Consider the same invoice in the first example where a $10,000 invoice was factored at a cost of 2% or $200. With the cash advance the business decides to pay bills taking advantage of prompt payment discounts:
- Goods or Services: $5,000
- Take advantage of a “2% 10, Net 30”* = Save $100
- Total Paid for Goods or Services: $4,900
- Overall Realized Cost of Factoring: $100 or 1%
*Oftentimes invoices will allow for a slight deduction if paid in full within 10 days. If you don’t see this on the bill, try asking for it!
Invoice factoring is not only about receiving an advance on your invoice, it is also the ability to pay your bills promptly and receive a discount.

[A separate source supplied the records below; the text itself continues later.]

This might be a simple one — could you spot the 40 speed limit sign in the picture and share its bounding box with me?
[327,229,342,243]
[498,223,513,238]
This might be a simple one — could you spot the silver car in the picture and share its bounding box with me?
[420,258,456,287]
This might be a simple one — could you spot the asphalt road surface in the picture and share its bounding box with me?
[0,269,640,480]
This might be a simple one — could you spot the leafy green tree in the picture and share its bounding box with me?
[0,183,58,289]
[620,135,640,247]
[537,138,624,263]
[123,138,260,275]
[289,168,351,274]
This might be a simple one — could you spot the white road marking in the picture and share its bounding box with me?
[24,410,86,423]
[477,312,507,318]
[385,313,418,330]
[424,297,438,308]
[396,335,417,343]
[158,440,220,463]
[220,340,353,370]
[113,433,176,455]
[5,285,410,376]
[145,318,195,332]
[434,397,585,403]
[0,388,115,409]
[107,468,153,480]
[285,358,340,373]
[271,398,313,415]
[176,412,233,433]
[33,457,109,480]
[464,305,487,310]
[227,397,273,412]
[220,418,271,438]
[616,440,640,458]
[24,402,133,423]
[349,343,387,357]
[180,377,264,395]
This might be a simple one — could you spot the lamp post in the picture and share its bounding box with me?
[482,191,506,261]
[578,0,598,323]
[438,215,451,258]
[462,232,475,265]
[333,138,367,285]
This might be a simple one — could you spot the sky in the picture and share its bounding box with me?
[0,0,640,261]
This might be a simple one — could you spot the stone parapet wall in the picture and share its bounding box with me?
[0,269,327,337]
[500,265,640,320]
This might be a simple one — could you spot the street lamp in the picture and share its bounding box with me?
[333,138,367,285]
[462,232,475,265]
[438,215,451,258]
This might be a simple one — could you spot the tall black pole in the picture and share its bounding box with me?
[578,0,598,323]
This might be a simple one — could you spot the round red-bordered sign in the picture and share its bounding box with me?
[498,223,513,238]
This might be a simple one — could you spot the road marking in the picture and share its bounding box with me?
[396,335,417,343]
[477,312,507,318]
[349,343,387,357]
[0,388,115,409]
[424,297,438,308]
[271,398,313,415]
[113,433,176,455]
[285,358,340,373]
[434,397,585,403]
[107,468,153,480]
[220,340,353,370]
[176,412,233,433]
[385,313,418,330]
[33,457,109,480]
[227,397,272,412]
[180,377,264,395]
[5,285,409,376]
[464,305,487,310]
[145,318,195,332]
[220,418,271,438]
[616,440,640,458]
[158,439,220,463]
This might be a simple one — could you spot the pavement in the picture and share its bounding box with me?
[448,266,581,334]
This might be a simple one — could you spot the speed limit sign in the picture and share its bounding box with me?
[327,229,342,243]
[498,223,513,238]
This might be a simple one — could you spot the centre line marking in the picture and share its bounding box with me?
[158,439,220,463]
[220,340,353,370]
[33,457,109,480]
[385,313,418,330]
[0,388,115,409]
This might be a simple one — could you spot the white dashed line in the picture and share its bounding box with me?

You referenced the first factoring example:
Invoice Amount: $10,000
Cost to Factor (Fee): 2% or $200.00
Net to seller (after reserve and invoice is paid) $9,800.00
Same factoring example except client takes advantage of prompt payment discount:
Invoice Amount: $10,000
Cost to Factor (Fee): 2% or $200.00
Net to seller (after reserve and invoice is paid) $9,800.00
Client takes advantage of prompt payment discount of 2% 10, net 30
Total Paid for Goods or Services: $9,800.00
Overall Realized Cost of Factoring: $0
Isn’t this the correct answer??
If so (and I believe that it is), the client actually received immediate access to her/his cash at ‘No Cost’. Also, since there was no cost, when other means of available cash usually come as some sort of cost, in comparison this could translate into an actual profit.
Perhaps then, a negotiated 3% 5, net 30 arrangement (hey… even their suppliers would like their cash sooner than 10 days and may be willing to pay for it) may even produce a greater profit… all as a result of one factoring arrangement.
Now… multiply this by the number of suppliers the client has…
STAY BLESSED!
…Ray
Hello Ray,
You’re right! It could be no cost if the discount savings equal or exceed the factoring cost.
In our example we assumed the business owner paid a $5,000 bill receiving the prompt payment discount (rather than a $10,000 bill). This seemed realistic since the factoring company might only advance 80% of the $10,000 invoice, keeping 20% in reserve until the invoice is paid. The business owner might also use some of the funds to meet payroll or other expenses.
Your reasoning is right on track. If a business owner wisely manages the factoring advance to save money or make additional profits it could be considered no cost!
Thanks for reading and commenting at Factoring Investor!
You’re welcome.
Now if I could just expand this an intsy bintsy step or two further…
Now having identified a supplier who has proven her/his willingness to provide this 3% 5, net 30 arrangement because they would prefer their cash sooner than 10 days AND would be willing to pay for it, how willing would you think that supplier would be in either supplying or sharing their client list in hopes of getting more of their cash sooner or later?
See the secondary growth pattern of the factoring broker’s business and income? The primary growth pattern would, of course, result in approaching the other suppliers of the primary factoring client.
Just my thoughts.
STAY BLESSED!
… Ray
A Business can also benefit from Accounts Receivable Factoring if for example the money that is tied into their receivables can allow them to bid on new business opportunities that otherwise would not be feasible.
Many Manufacturing and Service businesses need capital outlays in order to render their services or products. If the business has to invoice too many of their Clients, when prime business opportunities manifest themselves, it can be difficult for them to take advantage as their available capital must be dispersed for overhead and other business obligations.